Mayor Jeremy Harris this morning called the union's negotiations "erratic" after first insisting the strike was about possible layoffs and loss of benefits, then asking for pay raises last night.

"I am very disappointed that the union chose to walk away from the bargaining table yet again," Harris said this morning.

Harris said he and the City Council have made it clear that the city will not increase pay for the "already very handsomely paid" bus drivers, not in a week or a month.

"The taxpayers can't afford it and the bus riders can't afford it," Harris said. "It's pointless to go out on strike for something that is an impossibility."

But OTS negotiator Perry Confalone said the company did guarantee no layoffs over three years unless the city couldn't provide enough money to run the bus system or "in the event of an act of God or terrorism that collapsed the economy, then we would revisit that issue." Confalone also said that the company proposed a two-year salary freeze but was open to negotiating a possible increase in the third year.

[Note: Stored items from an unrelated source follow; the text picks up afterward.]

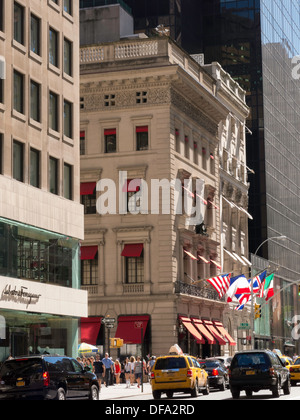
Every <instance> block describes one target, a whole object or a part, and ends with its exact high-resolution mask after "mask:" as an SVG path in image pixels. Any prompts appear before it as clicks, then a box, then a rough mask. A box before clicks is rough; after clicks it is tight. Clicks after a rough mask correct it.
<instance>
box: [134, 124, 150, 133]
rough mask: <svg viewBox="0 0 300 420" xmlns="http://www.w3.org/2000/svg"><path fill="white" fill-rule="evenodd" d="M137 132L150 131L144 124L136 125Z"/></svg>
mask: <svg viewBox="0 0 300 420" xmlns="http://www.w3.org/2000/svg"><path fill="white" fill-rule="evenodd" d="M136 132H137V133H148V126H147V125H144V126H140V127H136Z"/></svg>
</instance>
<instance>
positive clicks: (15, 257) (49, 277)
mask: <svg viewBox="0 0 300 420" xmlns="http://www.w3.org/2000/svg"><path fill="white" fill-rule="evenodd" d="M0 245H1V246H0V275H1V276H5V277H15V278H19V279H25V280H31V281H38V282H43V283H50V284H57V285H60V286H64V287H73V288H76V289H79V288H80V278H79V273H80V265H79V256H78V250H79V242H78V240H76V239H72V238H70V237H67V236H64V235H59V234H56V233H52V232H48V231H45V230H42V229H38V228H35V227H30V226H28V225H23V224H21V223H17V222H12V221H9V222H8V221H7V220H5V219H3V218H0Z"/></svg>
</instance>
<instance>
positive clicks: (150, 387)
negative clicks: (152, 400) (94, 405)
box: [100, 382, 152, 400]
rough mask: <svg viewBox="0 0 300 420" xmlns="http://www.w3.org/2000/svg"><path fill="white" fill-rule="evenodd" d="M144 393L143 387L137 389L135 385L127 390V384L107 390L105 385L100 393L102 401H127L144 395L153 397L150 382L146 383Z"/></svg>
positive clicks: (103, 386)
mask: <svg viewBox="0 0 300 420" xmlns="http://www.w3.org/2000/svg"><path fill="white" fill-rule="evenodd" d="M143 387H144V388H143V392H142V387H141V386H140V388H138V387H137V384H136V383H135V384H134V385H133V386H131V387H130V388H126V384H118V385H116V384H115V385H111V386H109V387H108V388H106V386H105V385H103V384H102V385H101V391H100V400H119V399H123V398H124V399H126V398H128V397H138V396H142V395H151V396H152V389H151V385H150V383H149V382H146V383H144V385H143Z"/></svg>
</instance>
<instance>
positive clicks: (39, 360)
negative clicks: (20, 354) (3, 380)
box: [0, 359, 42, 378]
mask: <svg viewBox="0 0 300 420" xmlns="http://www.w3.org/2000/svg"><path fill="white" fill-rule="evenodd" d="M41 372H42V361H41V359H20V360H9V361H8V362H5V363H3V365H2V367H1V369H0V377H1V378H5V377H8V376H13V375H26V374H27V373H29V374H33V373H41Z"/></svg>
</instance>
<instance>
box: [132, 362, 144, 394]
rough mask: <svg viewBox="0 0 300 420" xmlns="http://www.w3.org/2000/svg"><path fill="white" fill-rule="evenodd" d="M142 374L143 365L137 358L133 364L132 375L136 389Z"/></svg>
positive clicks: (139, 380)
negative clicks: (133, 368) (133, 376)
mask: <svg viewBox="0 0 300 420" xmlns="http://www.w3.org/2000/svg"><path fill="white" fill-rule="evenodd" d="M142 374H143V363H142V361H141V358H140V356H138V357H137V360H136V362H135V363H134V375H135V379H136V381H137V384H138V388H139V387H140V383H141V379H142Z"/></svg>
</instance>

Kahele said the latest union offer was a "reasonable proposal" that conceded no wage increases the first year but asked for increases of 50 cents an hour in the second and third years. Through Wednesday, the union had asked for 40 cents-an-hour increases in each of the three years of the contract.

"The year they're having problems with is this fiscal year and we understand that," he said.

"What concerns us is that we don't understand the motive of why the company is keeping us out on strike," Kahele said.

Confalone said the negotiations have been "like a moving target. They've gone on record as proposing a status quo agreement. We've proposed a status quo agreement and more."

Further, "they said that wages were not the issue and tonight they're holding out for more wages."

Kahele said, however, that "for the first year, wages are not the issue."

The company asked if they could meet again today but the union leadership refused, Confalone said. Kahele, when asked if the strike would last through the weekend, replied: "We'll be striking up until the time the company decides on wanting to be reasonable."

The Teamsters agreed to resume talks with OTS on Wednesday after Honolulu Mayor Jeremy Harris asked the bus company's president to guarantee there would be no layoffs or cuts in benefits once the Honolulu City Council approves a fare increase. OTS is a private non-profit contractor negotiating for the city.